In Europe, "self-extinguishing" cigarettes are about to become law but where do they stand in the pantheon of safety innovations?
The images from fire safety films are painfully familiar.
They usually feature someone smoking on the sofa - perhaps watching television - only to nod off while the cigarette is still alight. Soon, it drops out of the hand, eventually setting fire to the furniture.
From 17 November, a new EU directive will require cigarettes to meet a reduced ignition propensity (RIP) requirement. They will be manufactured to be self-extinguishable, to reduce the chance that they should set fire to sofas, beds and other combustible materials.
In England, of the 212 people that died in house fires last year, 81 were the result of cigarettes, cigars and pipes, says the Department of Communities and Local Government.
The DCLG estimates the new types of cigarettes could save up to 64 lives each year in England.
Some RIP cigarettes use paper that is rolled differently to normal cigarettes.
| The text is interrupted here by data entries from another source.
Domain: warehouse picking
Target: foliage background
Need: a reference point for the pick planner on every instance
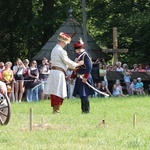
(25, 26)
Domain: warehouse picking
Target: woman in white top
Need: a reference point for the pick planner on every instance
(18, 71)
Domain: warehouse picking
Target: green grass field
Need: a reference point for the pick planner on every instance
(72, 130)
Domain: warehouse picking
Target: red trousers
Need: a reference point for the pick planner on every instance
(55, 100)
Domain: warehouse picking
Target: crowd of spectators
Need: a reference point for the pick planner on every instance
(26, 80)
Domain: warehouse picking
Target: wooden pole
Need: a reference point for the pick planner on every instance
(115, 46)
(42, 122)
(134, 120)
(31, 117)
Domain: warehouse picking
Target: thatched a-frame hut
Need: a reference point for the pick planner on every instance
(69, 27)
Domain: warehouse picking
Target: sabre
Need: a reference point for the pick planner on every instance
(94, 88)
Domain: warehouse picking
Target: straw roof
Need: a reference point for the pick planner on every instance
(69, 27)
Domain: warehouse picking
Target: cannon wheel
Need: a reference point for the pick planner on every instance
(5, 109)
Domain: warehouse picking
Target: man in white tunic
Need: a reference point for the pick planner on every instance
(56, 83)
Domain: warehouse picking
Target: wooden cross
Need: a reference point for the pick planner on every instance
(115, 49)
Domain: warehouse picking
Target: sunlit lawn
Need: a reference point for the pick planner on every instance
(72, 130)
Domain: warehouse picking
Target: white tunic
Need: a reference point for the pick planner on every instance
(56, 83)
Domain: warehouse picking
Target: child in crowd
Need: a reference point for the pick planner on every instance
(139, 86)
(117, 89)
Narrow bands of paper are applied on top of traditional cigarette paper at various intervals during the paper-making process.
The idea is that these act like "speed bumps". When the cigarette burns down to one of these rings, in the absence of fairly steady puffing, there is a greater chance that the cigarette will go out than with traditional versions.
Safety campaigners stress that there is no such thing as a truly "fire-safe" cigarette but that something that potentially improves public safety can only be a good thing.
New York became the first US state to adopt reduced ignition propensity cigarettes in 2004. In 2009, the state reported an estimated 33% reduction in fatalities due to materials catching fire because of cigarettes.
Other states have followed New York's lead. Today RIPs are available across the US, Canada and Australia.
But it has been a long journey for what appears to be a simple invention.
According to reports, the first North American patent for a self-extinguishing cigarette was registered as early as 1854. Many other patents have been registered since, but early versions usually involved the addition of fire retardants.
The original concept for the types of "fire safer" cigarettes that focus on the paper date back to the early 1900s, according to fire safety scientist Richard Gann.
But it has taken decades for the tobacco industry to get behind it.
"The 'fire safer' cigarette is the latest of a huge number of simple but clever inventions that really can save lives," says Jack Challoner, science writer and author of several books on the history of invention.
"Simple ideas really can save lives - and the best ones can quickly become taken for granted. Without cat's eyes, for example, driving at night would be far more hazardous - but how often do we take notice of them?" says Challoner.
"No one likes it when smoke detectors go off when you are burning toast or when we have to change the batteries - but we are in awe of simple inventions like this when they save lives. And they do."